I listened to the wisdom of Christ coming through to mouths of his faithful followers and tried to follow the example of Mary, the sister of Martha and Lazarus, who sat at Christ’s feet to listen. Grover is a weekly visitor to the farm. During prayer he often spoke passionately about the way the Spirit was working in his life, how much joy he felt because of his deep faith in Christ, and the ways that he felt called to live Christ’s message. His witness taught me to listen to the people around me as well as the Spirit. Through the people of Doddridge County, I heard Christ asking, “Who is my mother? And who are my brothers?” as I was welcomed like family, time and time again. To Granny Bea, everyone is family. Even with 10 members of her extended family living with her, Granny was always ready to welcome more guests. I was blessed to spend countless hours at her kitchen table feeling so completely loved. (Not to mention consume countless calories… she makes the best grilled cheese in all of West Virginia!)

Mary, the mother of Jesus, stood at the foot of the cross and was unable to help her son. I saw Christ crucified in his suffering people, and was only able to offer my presence. Many of the homeowners I worked with were elderly, living alone, and isolated by their rural surroundings. When I was putting in windows at Clarence’s I got to see this firsthand. Clarence is one of the kindest people I’ve ever met. Every time I brought volunteers to his house he shared with us the pictures from his life, and most of all, of his beloved wife. He told us of the years he spent caring for her after she suffered from a stroke. And some days, Clarence shared the pain of loneliness in the years since his wife passed away. While I could not ease the pain of his loss, I hope that my presence comforted him in his loneliness.

As I continue on my life’s journey after Nazareth Farm, I realize what a blessing it was to be in a place and with people who value relationships and the ministry of presence. With all the rushing, the background noise, and the distractions that have worked their way back into my life, it is harder to just be with someone. It’s even harder to hear past the loudest voices for those who are not being heard.

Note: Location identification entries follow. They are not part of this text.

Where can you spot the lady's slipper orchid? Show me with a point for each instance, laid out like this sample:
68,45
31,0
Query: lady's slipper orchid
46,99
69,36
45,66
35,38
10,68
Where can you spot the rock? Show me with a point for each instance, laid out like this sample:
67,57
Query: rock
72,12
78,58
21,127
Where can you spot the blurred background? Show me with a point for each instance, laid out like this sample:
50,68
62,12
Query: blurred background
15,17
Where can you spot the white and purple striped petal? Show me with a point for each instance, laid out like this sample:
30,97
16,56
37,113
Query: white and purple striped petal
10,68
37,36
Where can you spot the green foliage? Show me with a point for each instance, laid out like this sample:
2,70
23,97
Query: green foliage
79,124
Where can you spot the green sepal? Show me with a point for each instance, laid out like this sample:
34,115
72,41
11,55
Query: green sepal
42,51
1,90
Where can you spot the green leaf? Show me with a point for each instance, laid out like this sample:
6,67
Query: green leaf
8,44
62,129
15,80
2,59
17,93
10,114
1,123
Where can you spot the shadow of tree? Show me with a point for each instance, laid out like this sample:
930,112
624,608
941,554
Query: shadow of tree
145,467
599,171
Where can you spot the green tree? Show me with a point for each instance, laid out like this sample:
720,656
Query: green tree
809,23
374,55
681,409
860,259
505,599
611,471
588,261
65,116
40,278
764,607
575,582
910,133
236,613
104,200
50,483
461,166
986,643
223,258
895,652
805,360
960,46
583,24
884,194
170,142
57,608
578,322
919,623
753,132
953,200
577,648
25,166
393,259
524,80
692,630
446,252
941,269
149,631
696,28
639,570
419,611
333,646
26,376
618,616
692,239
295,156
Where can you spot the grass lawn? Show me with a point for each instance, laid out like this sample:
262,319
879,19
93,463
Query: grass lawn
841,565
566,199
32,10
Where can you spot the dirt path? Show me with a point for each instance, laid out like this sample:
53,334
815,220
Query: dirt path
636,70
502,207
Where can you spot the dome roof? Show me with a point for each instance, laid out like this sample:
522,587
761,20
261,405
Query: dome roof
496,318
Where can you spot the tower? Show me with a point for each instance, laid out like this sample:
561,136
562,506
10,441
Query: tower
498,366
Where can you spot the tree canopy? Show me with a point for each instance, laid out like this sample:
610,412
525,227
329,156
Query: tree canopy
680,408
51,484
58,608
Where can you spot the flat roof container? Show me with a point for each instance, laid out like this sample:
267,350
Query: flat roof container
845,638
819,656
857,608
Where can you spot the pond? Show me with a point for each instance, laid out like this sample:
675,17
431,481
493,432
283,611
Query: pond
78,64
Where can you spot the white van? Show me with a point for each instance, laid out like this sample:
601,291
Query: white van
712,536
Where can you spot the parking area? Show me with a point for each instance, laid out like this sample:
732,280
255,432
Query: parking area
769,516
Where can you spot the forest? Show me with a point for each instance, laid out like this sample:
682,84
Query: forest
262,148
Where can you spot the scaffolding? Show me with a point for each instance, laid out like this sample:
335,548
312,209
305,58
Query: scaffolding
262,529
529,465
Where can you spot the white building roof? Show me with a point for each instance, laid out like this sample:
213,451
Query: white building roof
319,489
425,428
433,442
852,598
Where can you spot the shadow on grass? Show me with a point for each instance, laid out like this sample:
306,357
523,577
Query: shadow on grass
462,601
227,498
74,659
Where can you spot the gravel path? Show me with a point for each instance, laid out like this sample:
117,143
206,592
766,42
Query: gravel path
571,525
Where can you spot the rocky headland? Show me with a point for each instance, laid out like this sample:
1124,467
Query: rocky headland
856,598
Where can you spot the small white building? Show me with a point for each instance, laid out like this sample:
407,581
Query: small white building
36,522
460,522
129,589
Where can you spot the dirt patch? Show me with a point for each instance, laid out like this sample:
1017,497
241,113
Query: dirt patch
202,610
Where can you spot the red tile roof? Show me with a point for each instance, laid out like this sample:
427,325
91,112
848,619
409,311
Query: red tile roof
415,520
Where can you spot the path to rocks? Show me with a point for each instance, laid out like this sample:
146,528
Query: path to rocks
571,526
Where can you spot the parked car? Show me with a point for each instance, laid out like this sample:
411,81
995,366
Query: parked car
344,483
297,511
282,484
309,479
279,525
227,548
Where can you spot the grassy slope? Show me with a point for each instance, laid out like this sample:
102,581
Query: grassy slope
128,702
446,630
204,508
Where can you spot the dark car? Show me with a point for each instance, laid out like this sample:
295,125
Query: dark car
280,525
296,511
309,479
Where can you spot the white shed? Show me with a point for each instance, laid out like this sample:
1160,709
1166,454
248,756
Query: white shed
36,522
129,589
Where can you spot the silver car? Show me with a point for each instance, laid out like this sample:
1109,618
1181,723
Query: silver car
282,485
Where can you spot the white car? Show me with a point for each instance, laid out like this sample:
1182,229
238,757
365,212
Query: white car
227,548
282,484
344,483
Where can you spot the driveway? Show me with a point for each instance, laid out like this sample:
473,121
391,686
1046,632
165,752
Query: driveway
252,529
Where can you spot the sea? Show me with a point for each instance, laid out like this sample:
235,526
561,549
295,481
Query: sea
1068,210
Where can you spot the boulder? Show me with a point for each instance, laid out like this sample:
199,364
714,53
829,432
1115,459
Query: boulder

No matter where we are, we surely encounter the voiceless in our society more often than we recognize. The gift of presence allowed me to see Christ so clearly through the people around me, and to hear the voices of those who are often voiceless in our society. People are not voiceless because they have nothing to say, but rather because no one is listening. So, grateful for two years of learning to listen, I humbly raise my voice with those who taught me so much in my time at Nazareth Farm. And now, through the noise, I try to listen.